ピクセルアートの色を減らしても濁らせない方法
· 更新 2026年7月28日 · PixelTool Team
コントラスト、肌色、素材感、主役を守りながら色数を減らす実践的な方法です。
色パレットガイド
色数を減らす目的は、画面を分かりやすくすることです。全体が灰色や茶色に濁るなら、有限色そのものではなく、作業順が問題かもしれません。
形を先に整理し、パレットは後で減らします。
色量子化で起きること
写真には、ノイズや圧縮、柔らかな影、反射による微妙なRGB値が大量にあります。量子化は近い色を小さな色集合へまとめます。
ただし数値的に近い色が、視覚的に同じ役割とは限りません。別々の物体に属する暗色や、小さいけれど重要な暖色ハイライトがあります。数字よりプレビューを優先してください。
目標より多い色から始める
16色にしたい場合も、最初は32色か48色から始めます。段階的に減らしながら、最も明るいハイライト、意味のある最暗部、主役と背景の境界、肌や植物、焦点を確認します。
重要な2領域が一つになったら、一段戻します。
色相より明度を守る
明・中・暗が分かれていれば画像は読めます。赤と緑でもグレーにすると同じ明度になり、形が消えることがあります。
プレビューを小さくするか、目を細めて見てください。主役が消えるなら明度構造が弱い状態です。変換前の露出や背景明度の調整は、色を20個増やすより有効な場合があります。
主役に色を使う
背景は2〜3色の大きな面にまとめ、顔や商品に細かな変化を残します。不要な背景を切り取れば、変換器が扱う競合情報も減ります。

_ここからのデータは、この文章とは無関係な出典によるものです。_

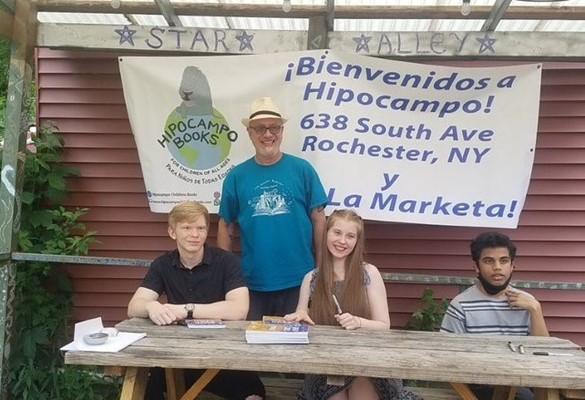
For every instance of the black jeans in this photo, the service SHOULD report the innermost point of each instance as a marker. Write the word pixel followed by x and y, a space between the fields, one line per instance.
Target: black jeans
pixel 485 392
pixel 231 385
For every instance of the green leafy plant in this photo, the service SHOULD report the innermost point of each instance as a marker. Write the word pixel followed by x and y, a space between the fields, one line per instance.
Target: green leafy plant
pixel 429 316
pixel 43 291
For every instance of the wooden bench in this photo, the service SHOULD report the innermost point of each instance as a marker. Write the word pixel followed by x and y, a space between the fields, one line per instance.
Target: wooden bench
pixel 287 389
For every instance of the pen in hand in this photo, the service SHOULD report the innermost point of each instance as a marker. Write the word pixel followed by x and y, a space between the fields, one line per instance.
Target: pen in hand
pixel 337 305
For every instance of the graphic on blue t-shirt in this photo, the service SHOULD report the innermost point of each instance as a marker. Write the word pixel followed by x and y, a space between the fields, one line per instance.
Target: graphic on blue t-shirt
pixel 274 199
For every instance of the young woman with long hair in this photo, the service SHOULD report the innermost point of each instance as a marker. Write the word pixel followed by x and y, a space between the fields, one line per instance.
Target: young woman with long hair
pixel 361 294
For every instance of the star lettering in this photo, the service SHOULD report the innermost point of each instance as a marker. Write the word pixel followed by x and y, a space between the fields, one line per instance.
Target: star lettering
pixel 126 35
pixel 245 41
pixel 486 43
pixel 362 43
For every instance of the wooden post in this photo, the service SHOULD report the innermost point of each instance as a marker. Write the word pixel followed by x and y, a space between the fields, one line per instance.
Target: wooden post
pixel 20 73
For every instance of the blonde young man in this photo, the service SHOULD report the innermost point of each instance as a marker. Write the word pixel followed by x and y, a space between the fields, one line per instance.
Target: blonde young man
pixel 199 282
pixel 278 201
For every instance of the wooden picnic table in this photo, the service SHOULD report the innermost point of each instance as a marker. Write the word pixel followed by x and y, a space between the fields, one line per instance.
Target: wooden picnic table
pixel 428 356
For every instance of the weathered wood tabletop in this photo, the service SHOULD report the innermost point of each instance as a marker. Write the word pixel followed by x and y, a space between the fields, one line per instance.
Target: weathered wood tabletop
pixel 394 353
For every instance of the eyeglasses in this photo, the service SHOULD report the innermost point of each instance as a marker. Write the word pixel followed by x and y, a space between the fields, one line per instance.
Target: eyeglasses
pixel 260 130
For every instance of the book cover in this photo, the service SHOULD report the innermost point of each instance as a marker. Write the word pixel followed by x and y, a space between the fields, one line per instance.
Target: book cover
pixel 277 330
pixel 204 323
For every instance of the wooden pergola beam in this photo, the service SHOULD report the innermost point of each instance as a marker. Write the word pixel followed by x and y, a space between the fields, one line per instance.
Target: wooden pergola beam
pixel 168 12
pixel 299 11
pixel 6 24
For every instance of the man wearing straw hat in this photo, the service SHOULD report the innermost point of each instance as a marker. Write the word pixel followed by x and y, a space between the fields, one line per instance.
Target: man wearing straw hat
pixel 278 202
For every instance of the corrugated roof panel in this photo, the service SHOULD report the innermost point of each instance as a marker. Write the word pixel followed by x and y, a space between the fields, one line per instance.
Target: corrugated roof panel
pixel 364 25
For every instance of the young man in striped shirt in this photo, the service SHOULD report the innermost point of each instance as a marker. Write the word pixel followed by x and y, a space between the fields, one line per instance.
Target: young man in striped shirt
pixel 492 306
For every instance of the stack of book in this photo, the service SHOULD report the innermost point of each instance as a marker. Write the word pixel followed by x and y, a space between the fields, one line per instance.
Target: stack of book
pixel 204 323
pixel 275 330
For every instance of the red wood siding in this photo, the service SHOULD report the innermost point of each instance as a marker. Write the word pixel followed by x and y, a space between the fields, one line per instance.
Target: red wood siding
pixel 82 93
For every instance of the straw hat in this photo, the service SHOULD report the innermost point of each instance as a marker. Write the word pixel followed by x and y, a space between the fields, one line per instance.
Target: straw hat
pixel 263 107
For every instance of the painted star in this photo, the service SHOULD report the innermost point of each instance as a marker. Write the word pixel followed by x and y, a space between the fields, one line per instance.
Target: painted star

目安として、アイコンは8〜12色、人物やゲーム素材は16〜24色、風景やペットは24〜48色から試せます。
次の状態なら減らしすぎです。
- 特徴が一つの平面になる
- 中間調が消える
- ハイライトが孤立した点になる
- 中性色に不自然な色が付く
- 大きく表示しないと読めない
PixelTool の色数は一気に64から8へ落とさず、少しずつ変えます。書き出したPNGは実際に使う背景へ置き、100%表示で確認してください。
最小の色数を競う必要はありません。理想は、残ったすべての色に役割があるパレットです。